「くらげのパポちゃん」かこさとしさんの未発表作品が見つかる

「だるまちゃん」シリーズなどで知られる絵本作家で、5年前に92歳で亡くなったかこさとしさんの未発表の作品が、神奈川県藤沢市の自宅で見つかりました。戦争で死別した親子のために1匹のクラゲが奮闘する物語で、かこさんの長女は「戦争は二度とあってほしくないという父の祈りのような気持ちが込められていると思う」と話しています。

「だるまちゃん」シリーズや「からすのパンやさん」などで知られる絵本作家のかこさとしさんは、ユーモラスな作品から科学をテーマにした絵本まで600点以上を発表し、5年前に92歳で亡くなりました。

未発表の作品は、かこさんの作品を管理している長女の鈴木万里さんが、神奈川県藤沢市にあるかこさんの自宅で古い原稿を整理しているときに見つけました。

「くらげのパポちゃん」という題名で、ある少年が戦争で父親を失ったことを知った1匹のクラゲが、遠い南の海に沈んでいる少年の父親を探そうと、奮闘する物語です。

原稿用紙14枚にわたって万年筆でつづられていて、末尾の日付から絵本作家としてデビューする前の昭和25年から昭和30年にかけて制作したものとみられます。

かこさんは当時、子どもたちに紙芝居の読み聞かせを始めた時期で、シーンごとにページ数が振られていることから、紙芝居にするために書かれたと見られています。

鈴木さんは「怖い話ではなく可愛い話で、それでいて心に刺さる物語だ。

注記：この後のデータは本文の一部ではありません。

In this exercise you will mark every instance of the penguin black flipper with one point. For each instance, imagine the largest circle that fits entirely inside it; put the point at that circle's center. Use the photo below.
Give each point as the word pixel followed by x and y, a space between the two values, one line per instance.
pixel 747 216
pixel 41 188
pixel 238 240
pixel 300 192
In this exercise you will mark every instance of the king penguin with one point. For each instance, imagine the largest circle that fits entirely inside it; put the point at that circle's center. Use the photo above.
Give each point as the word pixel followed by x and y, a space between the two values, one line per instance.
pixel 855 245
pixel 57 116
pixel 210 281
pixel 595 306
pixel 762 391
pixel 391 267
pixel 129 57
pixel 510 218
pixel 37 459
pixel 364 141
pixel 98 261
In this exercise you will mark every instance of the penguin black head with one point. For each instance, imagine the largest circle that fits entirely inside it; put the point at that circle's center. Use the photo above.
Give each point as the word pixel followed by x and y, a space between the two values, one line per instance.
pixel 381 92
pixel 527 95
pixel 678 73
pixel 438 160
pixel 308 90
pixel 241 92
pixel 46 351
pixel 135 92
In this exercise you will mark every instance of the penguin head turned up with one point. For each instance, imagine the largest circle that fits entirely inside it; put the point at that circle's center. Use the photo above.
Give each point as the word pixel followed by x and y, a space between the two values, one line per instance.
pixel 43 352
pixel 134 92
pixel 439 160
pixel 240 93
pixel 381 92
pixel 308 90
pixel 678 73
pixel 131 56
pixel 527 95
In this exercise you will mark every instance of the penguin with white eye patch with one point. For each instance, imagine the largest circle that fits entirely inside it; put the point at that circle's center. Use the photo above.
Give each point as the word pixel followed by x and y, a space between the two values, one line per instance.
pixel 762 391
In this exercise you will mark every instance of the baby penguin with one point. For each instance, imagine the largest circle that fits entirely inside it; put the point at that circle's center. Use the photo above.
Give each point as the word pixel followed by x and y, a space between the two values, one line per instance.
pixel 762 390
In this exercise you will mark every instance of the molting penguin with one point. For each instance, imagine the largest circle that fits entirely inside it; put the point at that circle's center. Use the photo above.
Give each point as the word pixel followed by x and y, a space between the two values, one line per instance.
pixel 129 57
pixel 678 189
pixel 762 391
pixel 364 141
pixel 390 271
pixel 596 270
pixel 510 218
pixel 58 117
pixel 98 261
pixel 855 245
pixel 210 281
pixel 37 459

戦争はクラゲちゃんにすら何かやってあげなきゃと思わせるほど悲しいものを少年の家族にもたらしてしまった。そんなことは二度とあってほしくないという父の祈りのような気持ちが込められていると思う。世界各地で紛争が起きている今、私たちの国でもかつて戦争があったことを知っておかなくてはいけないのではないか」と話していました。